The problem

During the last two weeks, I have been experimenting with several Stable Diffusion models and found them highly efficient in generating high-quality images. With ControlNet, generating many ideas by simply sketching has become much easier. Nevertheless, I encountered several challenges in generating an image from a VRoid 3D model with a photo background. I aimed to retain the original background while rendering it in a specific style. But, I found it really hard to generate an image with a specific style and maintain its clarity at the same time. Luckily, after several trials and errors, I was able to generate an output that didn’t look too bad.

Original Image Generated with VRoid
Original Image Generated with VRoid

ControlNet Only

Initially, my approach was to increase the weight and guidance ratio in ControlNet, but I failed in this attempt. Raising them too high resulted in a fuzzy and chaotic image, particularly the facial features. However, decreasing the weight led to the model’s influence becoming more prominent, causing the image to lose its original look. Hence, I found it hard to use ControlNet as a simple filter.

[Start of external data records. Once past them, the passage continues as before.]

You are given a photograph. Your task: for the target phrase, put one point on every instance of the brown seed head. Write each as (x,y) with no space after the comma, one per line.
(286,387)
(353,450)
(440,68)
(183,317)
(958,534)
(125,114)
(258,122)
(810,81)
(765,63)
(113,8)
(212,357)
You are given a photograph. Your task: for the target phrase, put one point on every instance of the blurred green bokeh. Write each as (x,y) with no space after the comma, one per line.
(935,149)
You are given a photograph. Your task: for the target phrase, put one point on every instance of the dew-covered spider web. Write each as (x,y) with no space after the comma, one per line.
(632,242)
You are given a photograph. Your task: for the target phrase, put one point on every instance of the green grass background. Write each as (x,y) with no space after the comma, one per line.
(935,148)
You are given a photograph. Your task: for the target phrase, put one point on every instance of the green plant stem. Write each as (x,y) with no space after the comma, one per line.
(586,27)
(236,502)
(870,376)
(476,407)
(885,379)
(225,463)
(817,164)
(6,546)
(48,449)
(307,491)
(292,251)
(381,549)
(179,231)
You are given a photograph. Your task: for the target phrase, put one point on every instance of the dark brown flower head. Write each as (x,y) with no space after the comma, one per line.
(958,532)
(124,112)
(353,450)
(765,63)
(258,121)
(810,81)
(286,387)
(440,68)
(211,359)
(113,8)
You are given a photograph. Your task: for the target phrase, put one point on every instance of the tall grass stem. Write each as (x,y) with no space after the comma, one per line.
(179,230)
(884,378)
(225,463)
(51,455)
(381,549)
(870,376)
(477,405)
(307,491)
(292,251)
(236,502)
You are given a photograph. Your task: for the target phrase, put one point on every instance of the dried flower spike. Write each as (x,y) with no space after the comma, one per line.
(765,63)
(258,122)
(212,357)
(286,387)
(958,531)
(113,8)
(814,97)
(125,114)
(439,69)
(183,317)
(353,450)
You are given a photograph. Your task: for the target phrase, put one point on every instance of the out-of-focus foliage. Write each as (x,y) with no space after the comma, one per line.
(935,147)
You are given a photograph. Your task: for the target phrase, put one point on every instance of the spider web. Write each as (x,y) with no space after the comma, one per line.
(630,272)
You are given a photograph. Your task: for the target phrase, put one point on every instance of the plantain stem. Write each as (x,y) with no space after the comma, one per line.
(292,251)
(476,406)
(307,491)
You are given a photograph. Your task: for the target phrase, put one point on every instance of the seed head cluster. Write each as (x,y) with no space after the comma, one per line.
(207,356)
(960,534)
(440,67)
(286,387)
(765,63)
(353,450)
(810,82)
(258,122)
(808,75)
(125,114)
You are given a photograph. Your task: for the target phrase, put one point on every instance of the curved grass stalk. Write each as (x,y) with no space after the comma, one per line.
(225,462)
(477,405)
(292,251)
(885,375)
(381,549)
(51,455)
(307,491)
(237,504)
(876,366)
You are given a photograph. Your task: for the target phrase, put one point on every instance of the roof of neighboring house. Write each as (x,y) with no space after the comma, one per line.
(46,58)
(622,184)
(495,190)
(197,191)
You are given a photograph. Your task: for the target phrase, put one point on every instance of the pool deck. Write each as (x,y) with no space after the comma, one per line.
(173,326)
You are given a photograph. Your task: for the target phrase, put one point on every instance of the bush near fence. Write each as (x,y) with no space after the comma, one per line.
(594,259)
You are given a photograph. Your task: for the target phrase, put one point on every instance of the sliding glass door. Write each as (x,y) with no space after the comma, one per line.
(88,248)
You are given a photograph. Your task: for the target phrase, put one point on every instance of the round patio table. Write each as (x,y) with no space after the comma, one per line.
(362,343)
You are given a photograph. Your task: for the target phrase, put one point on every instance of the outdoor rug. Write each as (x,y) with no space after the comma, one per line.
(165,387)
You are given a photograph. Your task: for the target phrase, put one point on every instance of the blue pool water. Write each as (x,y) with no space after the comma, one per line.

A fuzzy image from ControlNet weight=0.95, guidance ratio=0.95
To my surprise, the controlnet didn’t persist the original image’s pixel when the ratio & weights were both high(weight=0.95, guidance ratio=0.95)

Image-to-Image Generation

Image-to-Image Generation was included in diffusers’s StableDiffusionImg2ImgPipeline, only unique parameter to adjust is strength. When the strength is set to a very low value, the image tends to appear more original. As the strength is increased, more changes are noticeable in the output. However, I faced an issue: I couldn’t adjust the character and background individually.

Background and character changed simultaneously after strength raised
Background and character changed simultaneously after strength was raised

With ControlNet

After that, I tried adding ControlNet to see if it could improve the outcome. However, I discovered that when the strength was set to a low value, the initial image had a greater influence, and the prompt words had minimal impact on the final output. On the other hand, as the strength was increased, the outcome was similar to that of ControlNet alone.

Even in high weight and guidance ratio, the images looks same as the original
Even in high weight and guidance ratio, the images looks same as the original(Maybe the consistency of the background improved).

Mask + ControlNet

Finally, I concluded that the correct methodology would be to replace the character and fix the background by using an inpaint mask and using ControlNet to generate the character. To test this approach, I created a mask of the same size using MS Paint:

First Mask Image

However, the output appeared crudely photoshopped:

bad sample

I suspected that it happened because the ControlNet weight and ratio were too low. After I increased the ratios until the pose was fixed, the output improved:

good sample

Nevertheless, the image still appeared patched together and did not look natural. Maybe I’ll finetune some parameters later, but it’s good for now.

Final Thought

After spending several hours adjusting the parameters, I came to the realization that it may not be easy to generate a specific structured image with an elegant look using these methods at this stage. Maybe, further testing and grid searching parameters may result in better outcomes. However, when replacing the image and the model, maybe I need to search for the proper parameters again. Nonetheless, the potential of Stable Diffusion models and ControlNet in generating high-quality images is worth the effort.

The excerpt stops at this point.